Pederson was the team’s hottest hitter coming out of spring training after he slugged an MLB-leading eight homers during Cactus League play.

But he has not seen that success translate during the start of the regular season.

The 28-year-old outfielder was slashing .149/.281/.255 with one home run and a .536 OPS through Monday. Pederson went 0-for-4 and struck out three times Tuesday.

“I just think that, unfortunately, I did not start the season the way I wanted or planned,” Pederson said. “But I think that’s life. That’s baseball. You gotta adapt, make some adjustments. It kind of hit me by surprise, especially the way I was feeling during spring.

“It’s not how you start. It’s easier said than done, but I’ve been grinding with our hitting coaches and just getting back to the basics of what’s made me successful.”

Pederson was in the midst of a brutal 4-for-43 stretch, but after three hits and significantly better at-bats in the series against the Braves, manager David Ross thinks his left fielder is on the verge of turning the corner.

“I think we’ve definitely seen he’s felt more connected,” Ross said. “I know the last couple games, you can really tell. Some better swings, even the balls he’s missed, [he’s] fouled straight back rather than then off to the third-base side where he was a little bit late and the timing was off.

“I think he’s been in a really good place. He’s taken his walks, he’s still in the at-bat, he seems to be in a much better place the last couple games and getting some results and getting in some really good counts.”

While the results haven’t come as fast as Pederson would like, he feels if he continues to keep the same mindset things will turn in his favor over the course of a 162-game season.

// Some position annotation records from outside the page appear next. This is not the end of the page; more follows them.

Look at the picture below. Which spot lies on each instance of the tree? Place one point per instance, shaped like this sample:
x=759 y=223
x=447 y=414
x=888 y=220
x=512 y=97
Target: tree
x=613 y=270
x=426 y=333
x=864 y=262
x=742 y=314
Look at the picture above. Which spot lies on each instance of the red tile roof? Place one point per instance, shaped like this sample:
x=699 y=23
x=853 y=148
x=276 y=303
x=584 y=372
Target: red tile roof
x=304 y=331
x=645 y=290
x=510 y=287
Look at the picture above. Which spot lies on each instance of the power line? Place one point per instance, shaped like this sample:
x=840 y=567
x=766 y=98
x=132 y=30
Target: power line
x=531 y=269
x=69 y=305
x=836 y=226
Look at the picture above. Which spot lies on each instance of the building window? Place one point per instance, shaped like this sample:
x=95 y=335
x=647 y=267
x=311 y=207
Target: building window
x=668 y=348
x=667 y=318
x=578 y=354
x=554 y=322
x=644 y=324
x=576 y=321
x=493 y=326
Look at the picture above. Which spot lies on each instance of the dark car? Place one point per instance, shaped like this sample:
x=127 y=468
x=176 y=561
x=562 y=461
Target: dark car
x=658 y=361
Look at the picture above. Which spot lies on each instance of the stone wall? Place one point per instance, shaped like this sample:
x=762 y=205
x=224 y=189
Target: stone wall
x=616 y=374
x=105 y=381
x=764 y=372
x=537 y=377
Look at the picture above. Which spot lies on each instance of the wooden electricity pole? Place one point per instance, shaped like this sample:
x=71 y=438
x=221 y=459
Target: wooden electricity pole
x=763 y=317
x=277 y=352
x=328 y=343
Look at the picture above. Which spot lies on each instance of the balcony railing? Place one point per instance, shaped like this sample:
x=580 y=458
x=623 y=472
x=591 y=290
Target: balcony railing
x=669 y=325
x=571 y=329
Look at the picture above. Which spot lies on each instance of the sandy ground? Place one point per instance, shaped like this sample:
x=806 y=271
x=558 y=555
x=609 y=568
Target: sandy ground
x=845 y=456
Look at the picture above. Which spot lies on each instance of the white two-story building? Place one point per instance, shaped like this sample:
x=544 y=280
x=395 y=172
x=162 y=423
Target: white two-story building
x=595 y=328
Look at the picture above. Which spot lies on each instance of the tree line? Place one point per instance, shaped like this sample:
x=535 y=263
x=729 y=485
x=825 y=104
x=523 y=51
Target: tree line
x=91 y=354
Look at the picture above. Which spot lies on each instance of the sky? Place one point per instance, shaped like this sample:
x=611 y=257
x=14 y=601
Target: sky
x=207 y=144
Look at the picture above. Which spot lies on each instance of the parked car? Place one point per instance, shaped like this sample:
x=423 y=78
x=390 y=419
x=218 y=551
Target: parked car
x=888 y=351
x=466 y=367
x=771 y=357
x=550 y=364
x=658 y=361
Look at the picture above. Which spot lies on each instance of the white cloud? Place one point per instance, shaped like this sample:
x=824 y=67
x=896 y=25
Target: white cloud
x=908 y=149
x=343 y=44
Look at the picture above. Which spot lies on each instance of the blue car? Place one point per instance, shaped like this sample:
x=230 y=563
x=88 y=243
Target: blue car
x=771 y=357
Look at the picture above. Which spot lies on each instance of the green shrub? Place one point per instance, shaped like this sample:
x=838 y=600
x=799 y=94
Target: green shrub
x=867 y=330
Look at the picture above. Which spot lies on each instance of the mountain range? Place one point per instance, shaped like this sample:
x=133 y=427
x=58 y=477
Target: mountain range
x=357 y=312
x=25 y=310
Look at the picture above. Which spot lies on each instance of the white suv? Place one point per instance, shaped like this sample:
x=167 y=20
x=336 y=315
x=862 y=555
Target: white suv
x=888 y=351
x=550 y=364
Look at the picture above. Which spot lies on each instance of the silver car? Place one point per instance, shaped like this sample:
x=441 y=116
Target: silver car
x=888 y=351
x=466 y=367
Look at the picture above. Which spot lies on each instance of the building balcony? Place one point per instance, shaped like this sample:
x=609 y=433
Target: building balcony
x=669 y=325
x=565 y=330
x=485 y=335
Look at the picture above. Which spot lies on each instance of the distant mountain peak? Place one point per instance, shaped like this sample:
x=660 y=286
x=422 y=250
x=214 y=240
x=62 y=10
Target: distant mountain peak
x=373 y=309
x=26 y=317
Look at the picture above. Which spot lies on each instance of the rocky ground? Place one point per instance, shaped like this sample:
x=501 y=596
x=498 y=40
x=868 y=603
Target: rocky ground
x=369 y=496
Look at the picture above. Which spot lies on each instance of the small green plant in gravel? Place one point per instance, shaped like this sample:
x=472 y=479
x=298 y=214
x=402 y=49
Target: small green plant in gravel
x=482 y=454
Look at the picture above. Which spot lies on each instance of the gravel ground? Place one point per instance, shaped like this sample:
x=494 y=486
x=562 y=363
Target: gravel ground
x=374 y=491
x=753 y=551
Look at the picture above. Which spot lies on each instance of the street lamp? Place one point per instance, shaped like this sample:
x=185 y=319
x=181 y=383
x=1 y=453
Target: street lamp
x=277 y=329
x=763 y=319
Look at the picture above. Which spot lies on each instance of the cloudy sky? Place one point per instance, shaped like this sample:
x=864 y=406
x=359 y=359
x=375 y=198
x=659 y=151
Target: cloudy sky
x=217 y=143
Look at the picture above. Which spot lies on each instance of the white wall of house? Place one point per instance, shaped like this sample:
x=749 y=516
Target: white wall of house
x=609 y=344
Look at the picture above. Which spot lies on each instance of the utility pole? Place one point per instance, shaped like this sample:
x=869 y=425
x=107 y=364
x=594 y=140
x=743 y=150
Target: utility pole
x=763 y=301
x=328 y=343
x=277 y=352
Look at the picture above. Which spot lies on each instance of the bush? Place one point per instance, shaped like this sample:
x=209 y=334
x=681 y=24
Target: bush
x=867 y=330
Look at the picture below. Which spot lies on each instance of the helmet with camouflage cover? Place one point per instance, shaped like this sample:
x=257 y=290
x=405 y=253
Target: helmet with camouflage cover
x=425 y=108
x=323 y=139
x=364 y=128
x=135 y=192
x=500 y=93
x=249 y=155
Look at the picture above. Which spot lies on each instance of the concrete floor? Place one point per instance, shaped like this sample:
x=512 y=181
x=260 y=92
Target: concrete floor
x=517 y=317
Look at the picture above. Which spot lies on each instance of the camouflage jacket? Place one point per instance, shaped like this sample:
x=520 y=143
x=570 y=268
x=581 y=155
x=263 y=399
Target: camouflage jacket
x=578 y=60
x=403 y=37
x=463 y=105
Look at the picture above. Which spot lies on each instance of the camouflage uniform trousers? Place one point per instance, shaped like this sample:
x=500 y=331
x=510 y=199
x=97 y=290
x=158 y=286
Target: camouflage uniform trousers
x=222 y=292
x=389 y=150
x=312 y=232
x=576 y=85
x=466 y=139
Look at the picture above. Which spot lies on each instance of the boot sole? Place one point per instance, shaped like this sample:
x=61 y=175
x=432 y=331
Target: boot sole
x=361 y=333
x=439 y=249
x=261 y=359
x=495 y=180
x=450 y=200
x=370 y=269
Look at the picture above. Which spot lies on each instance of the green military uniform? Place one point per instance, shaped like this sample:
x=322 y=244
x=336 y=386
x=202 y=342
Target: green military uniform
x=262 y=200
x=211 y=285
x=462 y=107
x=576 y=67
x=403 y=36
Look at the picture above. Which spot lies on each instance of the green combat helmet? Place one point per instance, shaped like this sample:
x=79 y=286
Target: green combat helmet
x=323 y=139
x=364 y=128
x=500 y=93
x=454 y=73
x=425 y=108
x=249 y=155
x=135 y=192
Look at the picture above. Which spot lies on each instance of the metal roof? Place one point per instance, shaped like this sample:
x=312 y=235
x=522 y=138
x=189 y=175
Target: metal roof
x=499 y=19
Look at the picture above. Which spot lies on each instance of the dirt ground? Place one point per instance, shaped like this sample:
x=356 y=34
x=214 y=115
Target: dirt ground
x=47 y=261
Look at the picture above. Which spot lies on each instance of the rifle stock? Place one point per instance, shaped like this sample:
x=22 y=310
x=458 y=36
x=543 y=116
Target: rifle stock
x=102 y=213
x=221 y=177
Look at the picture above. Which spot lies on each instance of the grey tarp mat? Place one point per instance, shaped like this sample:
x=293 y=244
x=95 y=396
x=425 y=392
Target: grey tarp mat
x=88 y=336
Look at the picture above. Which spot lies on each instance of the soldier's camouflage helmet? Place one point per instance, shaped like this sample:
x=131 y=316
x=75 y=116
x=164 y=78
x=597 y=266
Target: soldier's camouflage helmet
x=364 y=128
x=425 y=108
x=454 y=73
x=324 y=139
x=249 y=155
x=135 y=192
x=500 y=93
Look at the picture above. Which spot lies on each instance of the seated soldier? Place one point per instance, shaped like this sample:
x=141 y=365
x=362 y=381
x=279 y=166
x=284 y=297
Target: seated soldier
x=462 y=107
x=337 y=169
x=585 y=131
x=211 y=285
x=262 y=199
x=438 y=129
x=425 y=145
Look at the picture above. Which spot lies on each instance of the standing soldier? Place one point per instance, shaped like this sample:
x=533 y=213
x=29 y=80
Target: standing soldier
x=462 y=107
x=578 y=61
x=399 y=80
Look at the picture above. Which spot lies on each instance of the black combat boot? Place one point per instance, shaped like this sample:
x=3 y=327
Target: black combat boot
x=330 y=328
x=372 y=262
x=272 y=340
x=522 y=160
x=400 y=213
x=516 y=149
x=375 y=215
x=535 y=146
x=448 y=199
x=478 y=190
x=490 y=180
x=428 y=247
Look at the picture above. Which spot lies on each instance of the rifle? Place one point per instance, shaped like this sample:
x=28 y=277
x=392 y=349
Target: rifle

“It’s not very fun when you’re sucking and you’re losing,” Pederson said. “That’s not fun, but you kind of just got to enjoy the things you can and get back to the process and out of the results. I think the results kind of drive us a little crazy at the start of the year. Results are so drastic. You can be hitting .100 and the next thing you know three, four, five games later, it’s vice versa. So just staying out of those results and just get back to the process.”

Bote scratched late, Sogard starts

Second baseman David Bote was scratched before the game with an upset stomach, according to the team. Eric Sogard started in Bote’s place at second. Bote is slashing .171/.286/.400 with two home runs and five walks.

First base/catching coach Driver returns

Cubs’ first base and catching coach Craig Driver is back with the team for the first time since testing positive for COVID-19. Driver had been away from the team since April 8. Bullpen coach Chris Young also has been out since testing positive.